Alan Watts was married thrice and drank himself to death by 58, so are we to discount everything he said? On the other hand, Jacque Fresco lived to 101, so shall we embrace the Venus Project? Jesse Livermore is regarded as the guru of stock trading, but shot himself at 63.
Certainly one should allow for some serious questions. Like Weininger --highly valued on this forum for good reason, shot himself in the heart inside Beethoven's house. Depression? High drama? A message? But if it would be like a mood disorder amplified by cultural obsession with dramatic acts (Vienna at the time) one should certainly read his words with a bit of healthy suspicion.
The brightest flames burn quickest.
There's wisdom in warning signs, since the story of Icarus. Ambition to push boundaries beyond ones natural limits often involve death or large amounts of suffering. Therefore a deep self-knowledge is key to endurance. And it better be worth it!
Maybe it's consciousness that is eternal due to being "uncreatable".
Do you mean that consciousness might be uncaused? That means no matter how hard you hit your head against that wall, your ability to observe and be aware will remain unchanged? It needs a lot of faith to put that to a test.
Where did the initial spark come from? When the fuel runs out, where will further sparks come from?
We could talk about the causality of the spark. But it doesn't matter, the petrol engine was simply shown not to be some mysterious perpetuum mobile. And the spark wouldn't be either, once the principles of change and motion are being allowed for. Of course this implies that causality is itself something unchanging and eternal.

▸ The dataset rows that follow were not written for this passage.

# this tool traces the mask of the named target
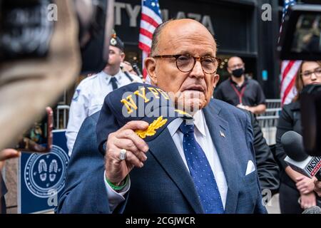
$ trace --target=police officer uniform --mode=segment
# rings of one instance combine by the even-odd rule
[[[123,43],[118,37],[111,38],[110,45],[123,51]],[[77,86],[71,101],[66,132],[69,156],[83,121],[86,117],[101,109],[107,94],[116,88],[131,82],[141,82],[138,76],[126,73],[127,75],[122,72],[121,68],[113,76],[101,71],[85,78]]]

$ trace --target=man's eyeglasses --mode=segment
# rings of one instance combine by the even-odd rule
[[[311,77],[312,73],[314,73],[315,76],[316,76],[317,77],[321,77],[321,68],[316,68],[313,71],[305,71],[302,73],[301,73],[301,75],[305,78],[307,78]]]
[[[196,63],[196,61],[198,60],[200,62],[203,71],[205,73],[214,73],[216,72],[216,69],[221,62],[219,58],[214,56],[195,57],[185,54],[155,56],[152,57],[160,58],[175,58],[178,69],[183,73],[192,71]]]

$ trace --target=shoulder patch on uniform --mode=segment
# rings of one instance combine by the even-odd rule
[[[76,90],[75,93],[73,94],[73,101],[78,100],[78,98],[79,98],[80,91],[81,91],[80,89]]]

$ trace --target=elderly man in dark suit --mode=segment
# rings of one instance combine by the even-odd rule
[[[143,140],[138,133],[154,122],[125,124],[111,100],[126,87],[110,93],[99,118],[96,113],[81,128],[56,212],[265,213],[249,116],[211,99],[219,61],[210,32],[191,19],[163,24],[145,64],[160,89],[133,94],[149,100],[141,91],[149,89],[153,99],[168,92],[175,107],[193,118],[171,119]]]
[[[0,150],[0,214],[6,214],[6,212],[4,195],[7,192],[6,184],[2,178],[1,170],[6,160],[18,157],[20,153],[14,149],[4,149]]]

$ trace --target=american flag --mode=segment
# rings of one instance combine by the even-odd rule
[[[282,24],[290,6],[295,5],[295,0],[285,0],[282,11]],[[282,24],[280,31],[282,31]],[[301,61],[282,61],[281,63],[281,102],[282,105],[286,105],[292,102],[292,100],[297,94],[295,83],[297,71],[301,65]]]
[[[142,0],[141,4],[138,47],[143,51],[143,76],[146,78],[147,71],[144,67],[144,59],[148,56],[151,52],[153,33],[163,21],[158,0]]]

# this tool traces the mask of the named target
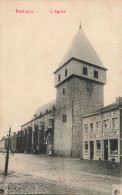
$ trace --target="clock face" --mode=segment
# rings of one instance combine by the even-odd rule
[[[88,81],[86,83],[86,90],[89,91],[89,92],[93,91],[93,84],[92,84],[92,82]]]

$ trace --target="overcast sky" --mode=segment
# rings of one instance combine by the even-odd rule
[[[122,1],[1,0],[0,138],[55,99],[53,72],[79,23],[107,71],[104,105],[122,96]],[[33,10],[33,14],[16,13]],[[66,13],[51,13],[50,10]]]

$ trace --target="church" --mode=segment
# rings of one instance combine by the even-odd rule
[[[21,126],[16,133],[16,152],[91,159],[85,155],[88,139],[83,133],[84,116],[91,117],[94,112],[104,109],[106,71],[80,25],[54,72],[56,100],[39,108],[33,118]],[[118,128],[122,131],[122,120],[120,125]],[[95,147],[91,147],[93,153]],[[120,150],[118,155],[120,157]]]

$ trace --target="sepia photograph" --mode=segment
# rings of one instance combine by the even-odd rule
[[[122,194],[122,1],[0,1],[0,194]]]

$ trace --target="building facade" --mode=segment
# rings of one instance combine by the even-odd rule
[[[121,98],[104,107],[106,70],[80,26],[54,72],[56,100],[21,126],[16,152],[119,162]]]
[[[106,83],[106,68],[81,27],[54,76],[55,154],[80,157],[83,155],[82,117],[103,107]]]
[[[122,156],[122,97],[83,117],[83,158],[120,162]]]
[[[54,153],[55,101],[39,108],[17,133],[16,151],[24,153]]]

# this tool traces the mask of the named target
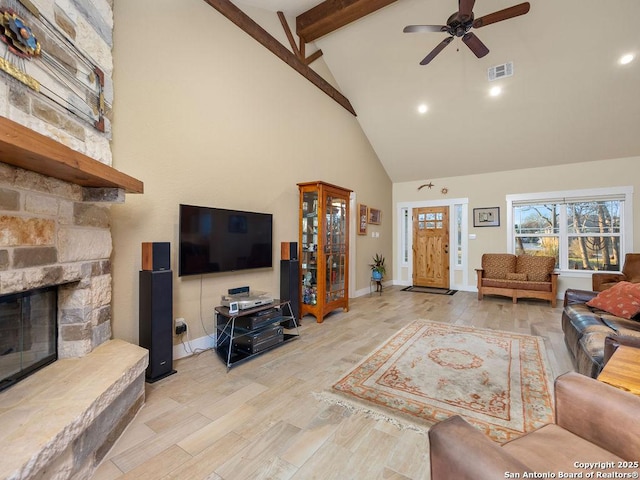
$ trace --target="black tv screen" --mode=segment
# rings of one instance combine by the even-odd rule
[[[273,266],[273,215],[180,205],[178,275]]]

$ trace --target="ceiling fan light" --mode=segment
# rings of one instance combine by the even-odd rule
[[[627,54],[625,54],[625,55],[620,57],[619,62],[620,62],[621,65],[626,65],[628,63],[631,63],[633,61],[633,58],[634,57],[633,57],[632,53],[627,53]]]

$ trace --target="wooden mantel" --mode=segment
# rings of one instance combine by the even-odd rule
[[[0,117],[0,162],[83,187],[144,191],[140,180],[4,117]]]

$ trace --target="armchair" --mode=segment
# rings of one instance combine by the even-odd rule
[[[638,472],[640,397],[569,372],[556,379],[555,413],[554,424],[504,445],[493,442],[460,416],[437,423],[429,430],[432,480],[593,471],[581,468],[587,461],[614,462],[612,468],[595,469],[607,474]],[[631,467],[635,462],[636,466],[619,468],[621,461]],[[507,473],[514,476],[507,477]]]
[[[624,256],[622,273],[596,272],[591,275],[594,292],[602,292],[622,281],[640,283],[640,253],[627,253]]]

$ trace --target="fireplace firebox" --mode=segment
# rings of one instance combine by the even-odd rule
[[[57,359],[57,290],[0,296],[0,391]]]

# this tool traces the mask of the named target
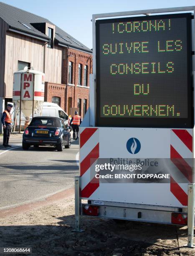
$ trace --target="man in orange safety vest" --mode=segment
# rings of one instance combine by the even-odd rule
[[[73,131],[73,139],[76,141],[79,138],[79,126],[81,122],[81,118],[80,116],[79,115],[77,111],[75,111],[74,116],[73,116],[71,120],[70,125],[72,126]]]
[[[12,104],[8,104],[7,109],[3,113],[1,118],[1,122],[3,128],[3,145],[5,148],[11,146],[9,145],[8,143],[12,123],[12,117],[10,112],[13,107],[13,105]]]

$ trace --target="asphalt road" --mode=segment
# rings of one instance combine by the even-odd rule
[[[2,139],[0,136],[1,145]],[[0,210],[43,200],[70,188],[79,174],[78,141],[63,152],[51,147],[23,151],[21,141],[21,136],[11,136],[11,149],[0,147]]]

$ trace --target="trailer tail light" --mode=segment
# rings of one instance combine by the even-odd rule
[[[171,223],[179,225],[187,225],[187,213],[172,212]]]
[[[85,215],[98,216],[99,214],[99,207],[94,205],[84,205],[83,212]]]
[[[55,136],[58,136],[60,134],[60,130],[58,129],[57,129],[55,133]]]

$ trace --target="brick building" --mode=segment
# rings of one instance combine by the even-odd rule
[[[48,20],[0,2],[0,113],[12,102],[13,73],[26,66],[45,74],[45,101],[67,114],[89,105],[92,51]]]
[[[92,56],[71,48],[68,52],[68,69],[63,72],[64,81],[67,82],[66,84],[46,82],[45,101],[55,101],[68,114],[70,108],[77,108],[83,118],[89,106]]]

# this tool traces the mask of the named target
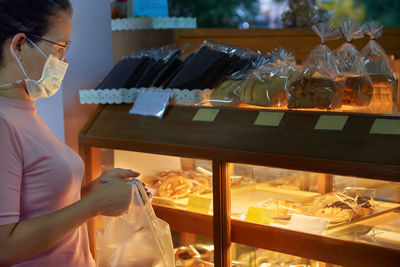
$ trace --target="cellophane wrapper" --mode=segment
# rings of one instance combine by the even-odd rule
[[[398,78],[389,56],[376,41],[382,36],[383,26],[371,21],[363,25],[363,31],[370,41],[361,50],[361,56],[374,87],[369,111],[393,113],[394,103],[398,102]]]
[[[268,55],[269,60],[248,71],[239,87],[241,102],[264,107],[286,106],[289,80],[295,72],[294,56],[283,48]]]
[[[126,214],[111,217],[97,232],[97,266],[175,266],[168,223],[157,218],[138,180],[131,182],[132,201]]]
[[[353,40],[363,37],[362,27],[357,22],[348,21],[341,29],[347,42],[336,49],[335,54],[340,71],[340,88],[343,91],[342,104],[355,109],[366,108],[373,96],[372,81],[361,53],[352,44]]]
[[[340,73],[336,56],[325,41],[339,39],[340,31],[329,23],[316,24],[312,29],[321,38],[321,44],[311,51],[303,68],[291,81],[287,106],[288,108],[339,108],[343,97],[337,79]]]

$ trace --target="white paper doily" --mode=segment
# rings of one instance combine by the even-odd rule
[[[121,89],[82,89],[79,90],[81,104],[121,104],[133,103],[139,90],[171,91],[170,104],[195,105],[210,99],[210,89],[162,89],[162,88],[121,88]]]
[[[196,18],[185,17],[138,17],[111,20],[113,31],[145,29],[194,29]]]

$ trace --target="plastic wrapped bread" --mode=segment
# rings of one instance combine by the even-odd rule
[[[397,73],[385,50],[376,41],[382,36],[383,26],[380,22],[371,21],[363,24],[363,31],[370,36],[370,41],[361,50],[361,56],[371,78],[374,92],[371,112],[392,113],[393,102],[397,102]]]
[[[270,53],[270,61],[254,70],[239,88],[241,102],[264,107],[281,107],[286,104],[286,90],[293,75],[295,60],[285,49]]]
[[[361,53],[352,44],[355,39],[364,36],[360,24],[347,21],[341,27],[346,43],[335,50],[337,66],[341,73],[343,90],[343,105],[368,106],[373,95],[373,86]]]
[[[312,27],[321,44],[308,55],[302,70],[296,74],[288,89],[288,108],[332,109],[341,106],[342,93],[337,77],[336,57],[325,44],[341,37],[339,29],[328,23]]]

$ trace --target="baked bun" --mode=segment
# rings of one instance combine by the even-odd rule
[[[193,183],[183,176],[171,176],[162,182],[158,189],[160,197],[184,198],[193,188]]]

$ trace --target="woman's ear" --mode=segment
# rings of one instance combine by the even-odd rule
[[[18,57],[19,60],[22,60],[22,48],[26,44],[26,35],[25,33],[17,33],[11,39],[11,49],[14,51],[15,55],[10,51],[11,58],[15,60],[15,56]]]

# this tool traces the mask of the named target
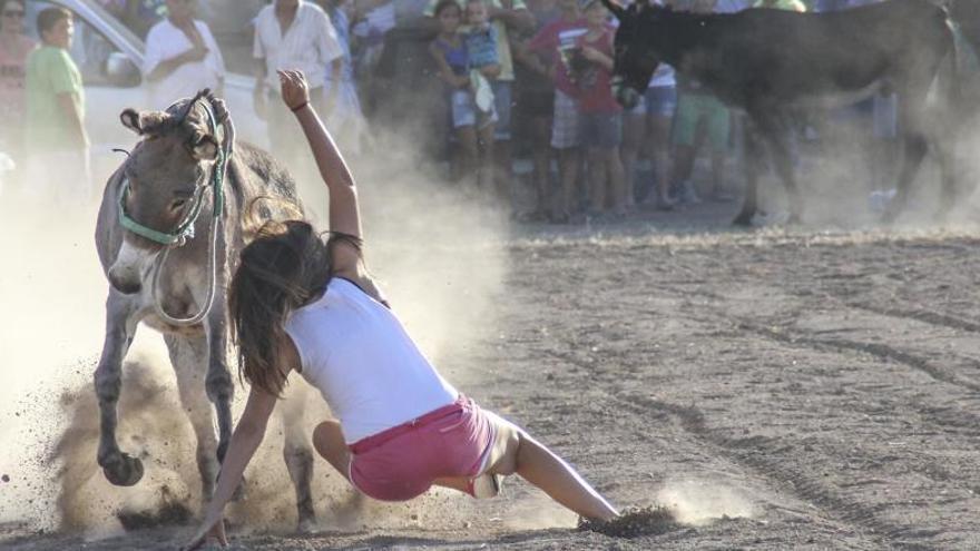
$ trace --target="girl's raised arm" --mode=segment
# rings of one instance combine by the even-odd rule
[[[354,176],[336,147],[330,132],[310,105],[310,87],[302,71],[280,71],[283,101],[296,115],[320,176],[326,184],[330,195],[330,230],[361,239],[361,213],[357,207],[357,189]],[[360,248],[339,239],[331,249],[332,267],[335,274],[354,276],[361,260]]]

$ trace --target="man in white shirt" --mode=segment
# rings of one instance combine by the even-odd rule
[[[222,95],[225,61],[204,21],[194,19],[195,0],[167,0],[167,19],[146,37],[143,73],[149,83],[148,105],[166,109],[203,88]]]
[[[278,99],[280,77],[276,71],[302,70],[310,82],[310,101],[314,109],[330,116],[339,87],[333,87],[333,94],[324,99],[326,70],[330,67],[334,81],[340,81],[343,67],[343,49],[336,31],[330,17],[315,3],[275,0],[255,18],[253,56],[256,60],[255,112],[268,121],[273,154],[302,181],[305,176],[312,176],[312,164],[305,155],[306,145],[300,126]],[[270,99],[273,100],[271,104]]]

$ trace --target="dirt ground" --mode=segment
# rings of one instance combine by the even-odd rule
[[[980,548],[977,234],[733,232],[733,208],[513,230],[484,257],[507,266],[492,324],[441,364],[615,504],[667,505],[676,528],[576,531],[513,479],[384,522],[347,494],[321,512],[353,514],[344,529],[233,531],[232,549]],[[0,548],[164,550],[190,530],[12,524]]]

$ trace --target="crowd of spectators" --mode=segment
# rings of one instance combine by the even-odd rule
[[[146,38],[148,107],[166,108],[205,87],[220,95],[225,45],[195,13],[205,0],[99,1]],[[707,13],[840,10],[879,0],[640,1]],[[246,3],[254,2],[238,9]],[[0,0],[0,151],[21,157],[26,135],[31,151],[45,151],[28,157],[28,175],[32,166],[86,174],[85,92],[68,55],[70,12],[43,10],[35,45],[23,32],[24,0]],[[726,163],[737,117],[666,65],[644,101],[624,111],[609,86],[615,20],[599,0],[274,0],[255,10],[247,31],[255,115],[291,167],[308,156],[282,112],[276,70],[298,68],[346,152],[370,154],[373,135],[421,118],[412,131],[437,145],[451,179],[482,189],[522,220],[616,219],[637,208],[734,198]],[[856,108],[873,114],[884,140],[895,134],[894,109],[886,98]],[[696,189],[702,148],[709,183]],[[516,164],[514,152],[526,161]],[[521,178],[516,165],[528,167]],[[529,187],[531,205],[514,203],[518,183]]]

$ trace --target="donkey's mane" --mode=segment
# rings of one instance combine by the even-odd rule
[[[197,102],[202,99],[208,101],[212,106],[215,105],[214,96],[210,90],[204,89],[190,99],[185,99],[171,105],[165,111],[140,114],[141,132],[148,136],[176,134],[185,128],[185,124],[187,124],[189,126],[187,130],[189,130],[192,135],[197,135],[198,132],[206,134],[207,127],[204,122],[199,120],[187,120],[194,112]],[[218,122],[222,122],[227,118],[227,112],[215,112],[215,116],[217,117]]]

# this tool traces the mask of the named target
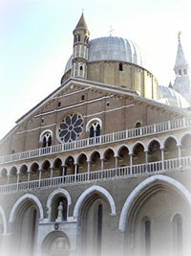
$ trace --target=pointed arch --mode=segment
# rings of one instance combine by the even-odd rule
[[[2,220],[3,220],[3,229],[4,229],[3,235],[6,235],[8,231],[8,225],[7,225],[6,214],[1,205],[0,205],[0,215],[2,216]]]
[[[71,200],[71,195],[69,194],[69,192],[65,189],[56,189],[54,190],[48,198],[48,200],[47,200],[47,209],[48,209],[48,218],[49,218],[49,221],[51,221],[51,216],[52,216],[52,204],[53,204],[53,198],[56,196],[56,195],[61,195],[63,196],[64,198],[66,198],[67,199],[67,202],[68,202],[68,206],[71,205],[72,203],[72,200]]]
[[[41,204],[40,200],[34,195],[26,194],[23,197],[21,197],[19,199],[17,199],[17,201],[14,203],[14,205],[13,205],[11,211],[11,214],[10,214],[10,221],[9,221],[10,222],[13,222],[14,221],[14,218],[15,218],[15,214],[16,214],[17,208],[19,207],[19,205],[23,201],[25,201],[27,199],[32,200],[33,202],[36,203],[36,205],[38,207],[38,210],[39,210],[40,220],[44,219],[43,208],[42,208],[42,204]]]
[[[169,176],[164,176],[161,175],[153,175],[150,176],[148,178],[146,178],[145,180],[143,180],[140,184],[138,184],[129,195],[129,197],[127,198],[122,211],[120,213],[120,218],[119,218],[119,223],[118,223],[118,229],[120,231],[124,231],[125,230],[125,223],[126,223],[126,219],[129,215],[130,209],[132,204],[134,203],[135,199],[137,198],[137,197],[141,193],[141,191],[143,191],[147,186],[149,186],[150,184],[154,183],[154,182],[164,182],[167,185],[170,185],[171,187],[173,187],[175,190],[179,191],[181,196],[188,201],[188,203],[191,206],[191,194],[190,192],[179,181],[177,181],[176,179],[169,177]]]
[[[111,196],[111,194],[104,188],[100,187],[100,186],[96,186],[94,185],[92,187],[90,187],[89,189],[85,190],[81,196],[79,197],[79,198],[77,199],[74,209],[74,218],[77,219],[78,215],[79,215],[79,209],[84,201],[84,199],[91,195],[94,192],[98,192],[99,194],[103,195],[107,199],[108,202],[110,204],[110,208],[111,208],[111,216],[116,216],[117,212],[116,212],[116,204],[115,201]]]

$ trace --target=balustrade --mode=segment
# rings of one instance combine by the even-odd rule
[[[37,180],[13,183],[0,186],[0,193],[13,193],[43,189],[48,187],[67,186],[75,183],[88,183],[98,180],[111,180],[115,178],[131,178],[139,175],[152,175],[169,171],[180,171],[191,168],[191,156],[179,157],[158,162],[138,165],[117,167],[113,169],[87,172],[71,175],[57,176],[53,178],[39,178]]]
[[[95,147],[122,140],[129,140],[136,137],[172,131],[176,129],[185,128],[188,127],[191,127],[191,117],[117,131],[110,134],[101,135],[98,137],[87,138],[70,143],[54,145],[48,148],[36,149],[29,151],[5,155],[0,157],[0,164],[11,163],[63,151],[69,151],[87,147]]]

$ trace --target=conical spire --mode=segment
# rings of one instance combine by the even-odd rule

Or at least impossible to challenge?
Is no-time the same as eternity?
In some cases time plays simply no role because it's nor part of the equation or mathematical model. But timelessness would only be meaningful if it would include all of time or any other measure. It's simply limitlessness. Near impossible to conceive of but somehow there's a possibility to approach it through higher reason, close enough to step into, a movement which simple defies, or goes beyond any notion of will, faith or fate.